Learn about traditional communities
 
MUSA also tells the stories of how traditional communities live, including how they fish, grow their vegetables, and make a living, as well as their myths and other aspects of their cultures. The exhibitions Peixe e Gente (Fish and People) and Mandioca (Manioc), occupy big tents. Peixe e Gente invites visitors to understand the relationship between people in the Upper Negro River and their fishing habits, whereas Mandioca shows how traditional communities in the Negro River cultivate their food, especially those in the Santa Isabel region, where more than 200 varieties of manioc are found. This exhibit also includes the “flour house,” which features unique tools developed a long time ago and still used to work with the manioc and convert its byproducts to other useful items. The tools include fanners, sieves, and the “tipiti”—a specific tool used to extract the toxic broth from previously grated manioc. In addition, there are many examples of braids, made of different species and parts of the manioc plants, that are then woven into baskets.
 
Tower over the jungle
 
On the way to the 138-foot (42-meter) tower from where we can see Amazon jungle from above, visitors can find small, symmetrical clay towers made by cicadas during their last molts. When visiting the lake containing the magnificent Victoria amazonica, a floating plant whose leaves grow up to six feet (two meters) in diameter, it is possible to see riverine turtles taking a sunbath or, if you are lucky, to observe amphibian spawn appearing like a long gelatinous cord. These and many more new possibilities of exploration await visitors, who will leave with questions and an expanded interest that they can pursue through books, the Internet, and discussions with friends and teachers. We encourage them to draw parallels between what they’ve observed at MUSA and their home environments and to continue to make observations.
 
MUSA invites visitors to open their senses to nature and ask questions that lead to greater understanding:
  • What are the colors, the odors, the sounds, the textures of the rainforest?

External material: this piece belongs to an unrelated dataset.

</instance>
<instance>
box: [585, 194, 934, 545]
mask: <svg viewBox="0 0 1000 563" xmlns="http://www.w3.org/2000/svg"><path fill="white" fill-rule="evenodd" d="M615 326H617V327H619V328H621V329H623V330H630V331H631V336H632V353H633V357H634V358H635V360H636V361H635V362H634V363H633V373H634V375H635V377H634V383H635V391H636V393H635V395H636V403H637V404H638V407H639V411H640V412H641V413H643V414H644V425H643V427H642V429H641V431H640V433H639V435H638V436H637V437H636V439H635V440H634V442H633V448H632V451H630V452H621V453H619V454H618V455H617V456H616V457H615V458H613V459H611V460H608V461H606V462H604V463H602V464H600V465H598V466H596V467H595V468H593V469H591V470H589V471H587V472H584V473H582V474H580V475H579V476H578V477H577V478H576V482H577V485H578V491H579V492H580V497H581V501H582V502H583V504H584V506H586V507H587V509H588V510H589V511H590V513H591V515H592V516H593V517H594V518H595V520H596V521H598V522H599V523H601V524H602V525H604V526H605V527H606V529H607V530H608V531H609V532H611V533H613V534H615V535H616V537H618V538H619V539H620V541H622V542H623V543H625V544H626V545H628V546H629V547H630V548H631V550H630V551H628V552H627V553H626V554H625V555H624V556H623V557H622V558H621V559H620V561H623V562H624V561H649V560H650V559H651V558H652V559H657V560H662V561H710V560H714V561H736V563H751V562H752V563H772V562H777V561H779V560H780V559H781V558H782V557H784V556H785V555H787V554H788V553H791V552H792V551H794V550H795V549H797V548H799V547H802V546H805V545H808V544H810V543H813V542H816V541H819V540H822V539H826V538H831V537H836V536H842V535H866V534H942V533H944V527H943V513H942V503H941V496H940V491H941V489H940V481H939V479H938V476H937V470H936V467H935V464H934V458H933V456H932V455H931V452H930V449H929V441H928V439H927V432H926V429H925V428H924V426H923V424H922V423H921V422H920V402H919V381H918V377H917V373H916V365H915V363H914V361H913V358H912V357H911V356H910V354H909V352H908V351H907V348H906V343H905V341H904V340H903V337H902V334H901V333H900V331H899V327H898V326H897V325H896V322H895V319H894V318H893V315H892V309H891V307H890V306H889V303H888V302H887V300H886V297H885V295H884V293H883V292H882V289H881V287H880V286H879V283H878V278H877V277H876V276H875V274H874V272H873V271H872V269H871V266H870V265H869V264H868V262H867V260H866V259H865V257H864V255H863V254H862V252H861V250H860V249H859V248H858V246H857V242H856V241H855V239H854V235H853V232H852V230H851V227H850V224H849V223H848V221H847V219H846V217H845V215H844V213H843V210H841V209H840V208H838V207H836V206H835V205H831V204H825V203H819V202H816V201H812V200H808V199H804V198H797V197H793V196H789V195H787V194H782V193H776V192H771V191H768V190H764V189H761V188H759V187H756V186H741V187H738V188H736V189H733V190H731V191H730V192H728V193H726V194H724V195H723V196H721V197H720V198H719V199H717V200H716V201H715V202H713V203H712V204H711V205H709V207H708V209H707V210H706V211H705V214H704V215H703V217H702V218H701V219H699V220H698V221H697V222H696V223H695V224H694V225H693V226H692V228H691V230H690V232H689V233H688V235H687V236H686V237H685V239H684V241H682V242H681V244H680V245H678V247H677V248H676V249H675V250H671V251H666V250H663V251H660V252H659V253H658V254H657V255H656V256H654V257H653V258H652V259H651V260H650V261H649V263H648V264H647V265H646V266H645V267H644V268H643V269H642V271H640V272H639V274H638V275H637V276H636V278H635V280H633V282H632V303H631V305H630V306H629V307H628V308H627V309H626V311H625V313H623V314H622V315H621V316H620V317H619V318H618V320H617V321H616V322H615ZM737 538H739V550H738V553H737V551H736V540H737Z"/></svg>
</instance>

  • What elements already exist in our memories that resemble this experience?
  • What is new, what are we encountering for the first time?
  • How can we learn to read the environment through the eyes of scientists, artists, and traditional communities?
  • What are our different understandings and how can we enjoy each one and, at the same time, have our own authentic experience?
Consider the guava
 
Consider the story of a guava tree, for example. In the soil under and surrounding a guava tree, many organisms live in relationship with one another as well as with the non-living elements. The interaction among all of them forms the ecosystem, providing resources for the guava tree, the creatures living on and around it, and for many other organisms. This is a very fine-tuned and dynamic interaction.
 
Visitors can watch this show in real time, as the guava tree hosts various different life throughout the year. Species of insects visit and pollinate its flowers, and later, birds and other animals consume the fruits growing on the tree. When the fruits mature and fall to the ground, invertebrates feed on the fruits as they decompose into the soil and mushrooms grow on the fruits, helping the decomposition process.
 
Increasing the scope of visitors’ research, they can investigate how it is possible for an organism to grow inside the guava fruit, or the physiologic mechanisms that allow the locomotion of a given animal. We can also analyze the angles of the tree branches or the root twigs using mathematics, write a poem about how the guava tree affects the senses, reflect on the colors of the guava tree in a song, or describe guava trees’ ecosystems using physics concepts.
 
This is the beauty of knowledge and the power of small: visitors have all kinds of options to explore in order to satisfy their curiosity using nothing more than the natural world around them. They just need creativity, curiosity, and freedom—freedom to feel, ask questions, and look for answers.
 

Renata Moretti is an associate researcher at the Museu da Amazônia and a postdoctoral researcher at the Department of Organismic and Evolutionary Biology at Harvard University. Ennio Candotti is a retired physicist and director of the Museu da Amazônia.